Longitudinal Efficacy and Safety Modeling and Simulation Framework to Aid Dose Selection of Belantamab Mafodotin for Patients with Multiple Myeloma.

Belantamab mafodotin, a monomethyl auristatin F (MMAF)-containing monoclonal antibody-drug conjugate (ADC), demonstrated deep and durable responses in the DREAMM-1 and pivotal DREAMM-2 studies in patients with relapsed/refractory multiple myeloma. As with other MMAF-containing ADCs, ocular adverse events were observed. To predict the effects of belantamab mafodotin dosing regimens and dose modification strategies on efficacy and ocular safety endpoints, DREAMM-1 and DREAMM-2 data across a range of doses were used to develop an integrated simulation framework incorporating two separate longitudinal models and the published population pharmacokinetic model. A concentration-driven tumor growth inhibition model described the time-course of serum M-protein concentration, a measure of treatment response, while a discrete time Markov model described the time-course of ocular events graded with the GSK Keratopathy and Visual Acuity scale. Significant covariates included baseline β 2 -microglobulin on growth rate, baseline M-protein on kill rate, extramedullary disease on the effect compartment rate constant, and baseline soluble B-cell maturation antigen on E max.
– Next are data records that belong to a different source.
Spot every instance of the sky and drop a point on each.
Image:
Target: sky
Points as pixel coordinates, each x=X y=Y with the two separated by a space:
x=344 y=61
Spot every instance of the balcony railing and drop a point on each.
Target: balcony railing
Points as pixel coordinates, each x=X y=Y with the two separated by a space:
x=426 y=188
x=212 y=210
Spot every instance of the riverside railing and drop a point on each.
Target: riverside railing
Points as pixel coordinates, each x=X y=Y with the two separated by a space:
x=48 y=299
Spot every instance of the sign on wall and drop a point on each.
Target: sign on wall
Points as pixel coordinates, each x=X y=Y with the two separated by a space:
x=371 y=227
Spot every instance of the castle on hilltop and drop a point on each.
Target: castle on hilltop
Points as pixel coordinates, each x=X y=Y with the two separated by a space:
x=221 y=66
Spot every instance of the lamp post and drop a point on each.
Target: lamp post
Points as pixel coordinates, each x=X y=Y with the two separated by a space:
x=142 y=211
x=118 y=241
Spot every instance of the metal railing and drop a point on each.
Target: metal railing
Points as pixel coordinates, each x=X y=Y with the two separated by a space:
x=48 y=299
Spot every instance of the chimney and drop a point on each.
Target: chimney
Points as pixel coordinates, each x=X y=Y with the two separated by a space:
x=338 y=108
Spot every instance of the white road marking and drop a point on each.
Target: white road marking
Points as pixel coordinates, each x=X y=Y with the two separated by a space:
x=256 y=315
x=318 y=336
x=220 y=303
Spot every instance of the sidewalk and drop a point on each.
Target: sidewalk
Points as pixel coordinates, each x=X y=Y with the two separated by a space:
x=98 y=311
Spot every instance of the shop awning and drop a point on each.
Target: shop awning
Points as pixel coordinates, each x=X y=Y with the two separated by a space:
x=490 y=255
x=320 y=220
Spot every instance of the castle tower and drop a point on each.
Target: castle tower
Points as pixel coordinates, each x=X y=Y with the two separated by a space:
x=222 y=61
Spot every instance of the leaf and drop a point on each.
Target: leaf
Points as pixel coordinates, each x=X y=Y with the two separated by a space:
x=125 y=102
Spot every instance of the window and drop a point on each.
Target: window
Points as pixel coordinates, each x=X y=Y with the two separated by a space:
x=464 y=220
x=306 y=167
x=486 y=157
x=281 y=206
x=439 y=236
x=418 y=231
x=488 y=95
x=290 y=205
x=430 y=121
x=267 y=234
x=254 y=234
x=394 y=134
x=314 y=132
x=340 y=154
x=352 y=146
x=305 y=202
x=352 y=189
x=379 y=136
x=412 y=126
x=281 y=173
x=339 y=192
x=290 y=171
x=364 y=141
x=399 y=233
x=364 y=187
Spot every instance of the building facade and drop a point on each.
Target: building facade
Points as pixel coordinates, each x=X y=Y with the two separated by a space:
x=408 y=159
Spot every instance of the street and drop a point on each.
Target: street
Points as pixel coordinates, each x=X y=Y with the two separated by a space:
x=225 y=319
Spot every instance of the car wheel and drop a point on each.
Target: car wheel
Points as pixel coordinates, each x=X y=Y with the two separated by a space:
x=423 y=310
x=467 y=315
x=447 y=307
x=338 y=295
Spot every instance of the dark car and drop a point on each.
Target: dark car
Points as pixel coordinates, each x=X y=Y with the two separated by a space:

Efficacy and safety endpoints were simulated for various doses with dosing intervals of 1, 3, 6, and 9 weeks and various event-driven dose modification strategies. Simulations predicted that lower doses and longer dosing intervals were associated with lower probability and lower overall time with Grade 3+ and Grade 2+ ocular events compared with the reference regimen (2.5 mg/kg Q3W), with a less than proportional reduction in efficacy. The predicted improved benefit-risk profiles of certain dosing schedules and dose modifications from this integrated framework has informed trial designs for belantamab mafodotin, supporting dose optimization strategies.